WASHINGTON – Campaign finance legislation emerged from the Senate after two grueling weeks and headed to the House, where it faced yet another set of obstacles.
Just getting a vote could be a problem in the House since Republican leaders there are hostile to the measure itself and also see it as taking away from time needed to pass President Bush's agenda.
If the House passes legislation different from the Senate version, it could require a House-Senate conference, a graveyard for other major bills in recent years, and more House and Senate votes if a compromise is reached. Then it's on to an uncertain fate at the White House.
Bush has opposed the main aspect of the legislation that passed the Senate 59-41 Monday, a ban on loosely regulated "soft money" donations made by corporations, unions and wealthy individuals to the political parties. But he has said he was willing to sign a bill that "improves the system."
If he does, the new law still would run into almost instant court challenges from opponents who argue that many of its provisions, including items that restrict the political advertising of interest groups in the final 60 days of an election, violate First Amendment free speech rights.
Sen. Mitch McConnell, R-Ky., chief adversary of the bill championed by Sens. John McCain, R-Ariz., and Russ Feingold, D-Wis., says he will meet with allies this week to plan legal strategy to strike it down in the courts.
"I'm sure there are going to be court challenges on all parts of it," said Senate Majority Leader Trent Lott, R-Miss., who voted against the bill. "So it still has a way to go."
"The challenge in the House is to get a date where we can vote on this bill," said Rep. Martin Meehan, D-Mass., sponsor of the McCain-Feingold counterpart in the House with Rep. Christopher Shays, R-Conn. He said his hope was to get the bill to the House floor by May.
"Soft money has been the root of most of what ails our campaign finance system today — the White House coffees, the Lincoln bedroom, alleged contributions from the Chinese military" to the Democratic National Committee, said Rep. Marge Roukema, R-N.J. "I urge Speaker (Dennis) Hastert to take charge and show leadership by scheduling prompt House consideration."

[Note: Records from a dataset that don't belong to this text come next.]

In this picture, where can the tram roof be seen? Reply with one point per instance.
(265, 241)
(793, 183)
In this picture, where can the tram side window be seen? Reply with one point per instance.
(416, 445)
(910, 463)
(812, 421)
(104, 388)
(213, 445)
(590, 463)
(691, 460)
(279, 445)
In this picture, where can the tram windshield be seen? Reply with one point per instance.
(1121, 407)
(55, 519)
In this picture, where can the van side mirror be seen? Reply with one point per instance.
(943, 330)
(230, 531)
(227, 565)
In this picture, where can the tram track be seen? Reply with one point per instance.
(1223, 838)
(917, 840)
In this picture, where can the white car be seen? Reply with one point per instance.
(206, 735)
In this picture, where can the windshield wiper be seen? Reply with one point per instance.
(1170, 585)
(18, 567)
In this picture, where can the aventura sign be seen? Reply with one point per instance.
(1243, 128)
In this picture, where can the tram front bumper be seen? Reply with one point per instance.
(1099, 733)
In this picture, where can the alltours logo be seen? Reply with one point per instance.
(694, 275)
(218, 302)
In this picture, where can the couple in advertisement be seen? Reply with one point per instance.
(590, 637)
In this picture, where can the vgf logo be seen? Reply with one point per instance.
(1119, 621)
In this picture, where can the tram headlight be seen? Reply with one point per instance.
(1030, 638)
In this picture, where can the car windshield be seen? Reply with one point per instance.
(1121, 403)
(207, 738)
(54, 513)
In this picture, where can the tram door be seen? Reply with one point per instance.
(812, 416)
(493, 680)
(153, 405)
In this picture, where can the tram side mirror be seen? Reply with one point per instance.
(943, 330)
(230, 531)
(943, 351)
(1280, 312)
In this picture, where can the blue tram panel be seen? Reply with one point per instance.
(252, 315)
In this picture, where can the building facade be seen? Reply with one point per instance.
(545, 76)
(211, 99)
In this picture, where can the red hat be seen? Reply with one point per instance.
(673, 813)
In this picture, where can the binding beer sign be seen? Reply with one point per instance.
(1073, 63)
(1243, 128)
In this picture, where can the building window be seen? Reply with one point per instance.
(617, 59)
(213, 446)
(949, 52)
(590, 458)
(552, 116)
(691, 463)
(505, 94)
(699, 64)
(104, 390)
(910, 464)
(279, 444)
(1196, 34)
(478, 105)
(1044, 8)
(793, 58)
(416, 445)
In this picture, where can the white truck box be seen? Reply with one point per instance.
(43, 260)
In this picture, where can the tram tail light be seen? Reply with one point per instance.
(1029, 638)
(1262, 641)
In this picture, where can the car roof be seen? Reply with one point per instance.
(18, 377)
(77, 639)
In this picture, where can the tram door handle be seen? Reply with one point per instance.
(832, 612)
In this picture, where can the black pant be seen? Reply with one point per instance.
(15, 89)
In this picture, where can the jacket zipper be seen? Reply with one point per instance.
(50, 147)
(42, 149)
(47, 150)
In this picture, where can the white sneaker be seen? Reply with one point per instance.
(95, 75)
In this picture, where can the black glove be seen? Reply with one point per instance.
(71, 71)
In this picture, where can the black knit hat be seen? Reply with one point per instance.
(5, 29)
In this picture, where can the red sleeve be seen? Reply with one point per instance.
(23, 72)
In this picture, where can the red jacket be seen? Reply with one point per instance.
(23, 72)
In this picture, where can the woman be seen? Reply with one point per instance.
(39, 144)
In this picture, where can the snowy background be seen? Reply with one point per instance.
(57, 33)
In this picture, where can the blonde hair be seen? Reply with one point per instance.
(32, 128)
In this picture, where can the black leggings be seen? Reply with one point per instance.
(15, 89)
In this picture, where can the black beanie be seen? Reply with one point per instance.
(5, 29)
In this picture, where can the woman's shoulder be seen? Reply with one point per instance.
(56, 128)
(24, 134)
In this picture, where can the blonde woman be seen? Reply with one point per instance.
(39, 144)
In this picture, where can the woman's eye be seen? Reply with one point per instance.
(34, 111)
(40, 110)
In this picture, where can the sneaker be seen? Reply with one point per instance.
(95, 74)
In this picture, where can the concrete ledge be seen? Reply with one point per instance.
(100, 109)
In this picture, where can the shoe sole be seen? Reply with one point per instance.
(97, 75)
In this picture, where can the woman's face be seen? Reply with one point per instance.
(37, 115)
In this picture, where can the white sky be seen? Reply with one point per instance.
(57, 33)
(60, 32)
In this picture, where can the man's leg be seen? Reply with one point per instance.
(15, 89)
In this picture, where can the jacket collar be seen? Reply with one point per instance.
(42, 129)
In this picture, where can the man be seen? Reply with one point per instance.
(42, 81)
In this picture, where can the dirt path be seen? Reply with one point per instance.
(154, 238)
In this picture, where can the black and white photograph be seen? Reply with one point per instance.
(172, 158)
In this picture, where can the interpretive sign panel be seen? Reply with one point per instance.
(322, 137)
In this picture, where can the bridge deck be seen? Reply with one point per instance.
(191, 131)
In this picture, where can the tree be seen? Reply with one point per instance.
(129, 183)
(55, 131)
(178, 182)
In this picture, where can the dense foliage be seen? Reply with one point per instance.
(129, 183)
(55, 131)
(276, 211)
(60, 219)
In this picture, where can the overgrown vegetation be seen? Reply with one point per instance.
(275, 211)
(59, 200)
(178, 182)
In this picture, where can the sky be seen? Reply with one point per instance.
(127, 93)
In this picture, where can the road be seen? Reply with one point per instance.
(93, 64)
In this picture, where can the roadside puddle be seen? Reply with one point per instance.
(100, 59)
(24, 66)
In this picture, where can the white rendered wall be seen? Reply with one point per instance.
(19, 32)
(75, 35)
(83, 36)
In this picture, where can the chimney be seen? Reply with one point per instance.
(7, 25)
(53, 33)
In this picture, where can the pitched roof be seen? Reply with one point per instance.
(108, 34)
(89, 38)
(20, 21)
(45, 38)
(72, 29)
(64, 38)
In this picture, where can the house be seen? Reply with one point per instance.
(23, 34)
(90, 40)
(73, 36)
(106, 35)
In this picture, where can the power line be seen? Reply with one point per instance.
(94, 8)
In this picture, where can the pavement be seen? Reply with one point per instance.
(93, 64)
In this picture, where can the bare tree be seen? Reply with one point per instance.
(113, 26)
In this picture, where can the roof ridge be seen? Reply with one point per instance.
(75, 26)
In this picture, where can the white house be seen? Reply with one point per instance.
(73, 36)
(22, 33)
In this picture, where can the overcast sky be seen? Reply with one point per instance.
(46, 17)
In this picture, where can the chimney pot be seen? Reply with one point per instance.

Hastert, R-Ill., hasn't made any commitments on a date yet. "We've been focused on getting tax relief for the American people, and that will take precedence right now," said his spokesman, John Feehery. Rep. Tom DeLay of Texas, the third-ranking Republican in the House, has pledged to do whatever he can to defeat the bill.
The House has passed campaign finance legislation twice, in 1998 and 1999, only to see the bill die in the Senate, and Shays and Meehan are confident they still have a solid majority. Less certain is whether they can come up with a final product that the Senate can endorse without requiring a House-Senate conference made up of negotiators appointed by GOP leaders out to see the bill stopped.
McConnell said the 41 votes against the bill sent a "clear message" to both the House and the White House that Senate opponents have the votes to sustain a presidential veto if the bill that emerges from Congress is not to the president's liking.
Meehan said the Senate-passed bill was very similar to his and "meets the test of true reform." But some House Democrats, including Minority Leader Dick Gephardt, have expressed concern about provisions in the bill to raise the direct "hard money" contributions an individual may make to candidates and parties. The donation to a candidate is doubled to $2,000 per election.
That provision, and another allowing hard money contributions to rise when a candidate faces a rich, self-financing opponent, apply only to Senate candidates and some adjustments will be needed in the House bill.
In the background is a formidable coalition of groups — ranging from the AFL-CIO and the American Civil Liberties Union to the Christian Coalition and the National Rifle Association — that see the bill as a violation of their right to influence the political process. They are determined to defeat the bill either in Congress or in the courts.
McCain, who first joined Feingold in introducing campaign finance legislation more than five years ago, said he would "go to my grave deeply grateful" for being a part of the effort to reduce the influence of big money in politics. "But the time we're going to pop a cork," he said after the vote, "is the day the president signs this bill."